Re: Re: Activated virtualenv
from
ianb
on Mar 24, 2008 04:38 PM
Joshua Bronson wrote:
> I just worked on this with Doug. We were seeing one thing when starting
> dev.livablestreets.com's opencore in foreground and another when starting it
> with supervisor. We traced this into the following section of
> fassembler.configparser.get_config:
>
> env = os.environ['VIRTUAL_ENV']
> env_name, env_path = (os.path.basename(env), os.path.dirname(env))
>
> if ini_path is None:
> ini_path = os.sep.join([env_path, 'etc', 'build.ini'])
>
> In the zopectl fg case, env was of course correctly set to
> /usr/local/topp/dev.livablestreets.com/builds/20080320/opencore, as we had
> source bin activated manually. On the other hand, in the supervisorctl start
> opencore case, os.environ['VIRTUAL_ENV'] was set to
> /usr/local/topp/dev.livablestreets.com/builds/20080313/opencore, the previous
> week's build. But that's funny: As you say, before r14626, bin/start-opencore
> never activated any environment. We suspect that whoever started the
> supervisord process that was running had started it from an activated
> environment in the previous week's opencore directory, so it was inheriting
> the wrong value. Sure enough, when we ran supervisorctl shutdown and
> supervisorctl restart all, os.environ['VIRTUAL_ENV'] was now set to None.

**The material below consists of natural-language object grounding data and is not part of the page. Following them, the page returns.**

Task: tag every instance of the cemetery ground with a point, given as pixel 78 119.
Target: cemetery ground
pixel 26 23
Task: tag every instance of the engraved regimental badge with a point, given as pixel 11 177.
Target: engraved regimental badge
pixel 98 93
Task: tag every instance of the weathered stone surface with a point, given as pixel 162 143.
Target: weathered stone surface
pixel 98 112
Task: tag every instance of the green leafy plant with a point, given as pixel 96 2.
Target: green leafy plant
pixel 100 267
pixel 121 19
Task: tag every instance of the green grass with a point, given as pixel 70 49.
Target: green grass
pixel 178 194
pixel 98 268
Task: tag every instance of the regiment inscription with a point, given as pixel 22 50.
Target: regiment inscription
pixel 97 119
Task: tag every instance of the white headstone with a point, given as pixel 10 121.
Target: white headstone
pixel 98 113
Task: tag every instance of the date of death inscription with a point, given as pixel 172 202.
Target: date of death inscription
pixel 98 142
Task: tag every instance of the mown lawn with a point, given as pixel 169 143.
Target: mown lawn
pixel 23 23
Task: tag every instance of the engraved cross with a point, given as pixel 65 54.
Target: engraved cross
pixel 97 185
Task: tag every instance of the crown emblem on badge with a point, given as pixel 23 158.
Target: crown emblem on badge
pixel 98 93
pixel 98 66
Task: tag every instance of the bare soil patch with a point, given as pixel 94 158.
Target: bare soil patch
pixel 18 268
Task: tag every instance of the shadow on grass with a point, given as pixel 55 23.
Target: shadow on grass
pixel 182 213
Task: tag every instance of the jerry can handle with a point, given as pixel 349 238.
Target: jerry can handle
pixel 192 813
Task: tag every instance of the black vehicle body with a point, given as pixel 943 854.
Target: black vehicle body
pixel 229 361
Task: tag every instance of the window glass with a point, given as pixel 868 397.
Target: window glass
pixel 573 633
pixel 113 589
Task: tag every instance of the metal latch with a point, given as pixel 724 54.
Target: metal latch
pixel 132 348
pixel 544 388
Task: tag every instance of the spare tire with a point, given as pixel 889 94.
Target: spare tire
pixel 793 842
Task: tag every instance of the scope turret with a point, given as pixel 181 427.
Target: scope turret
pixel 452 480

> Hence r14626, which sets it correctly.
>
> Are there any more plausible theories?
Yes, if you did supervisorctl shutdown that would stop the daemon, and
the next time it restarted it could have a different environment. I
thought supervisor would have a setting to clear the environment so that
we couldn't accidentally depend on it this way. But apparently not.
You can however set environmental variables in the supervisor.d/* files,
like:
environment = VIRTUAL_ENV={{base}}/opencore
Maybe we should do that, which would alleviate the need for both
activate and make sure we don't inherit at least this one setting. We
could do that for all projects globally, instead of just opencore.
We could override other settings as well, e.g., PATH, if we want to be
extra careful not to depend on the containing environment. Or we could
change the bin/supervisord script to clear the environment.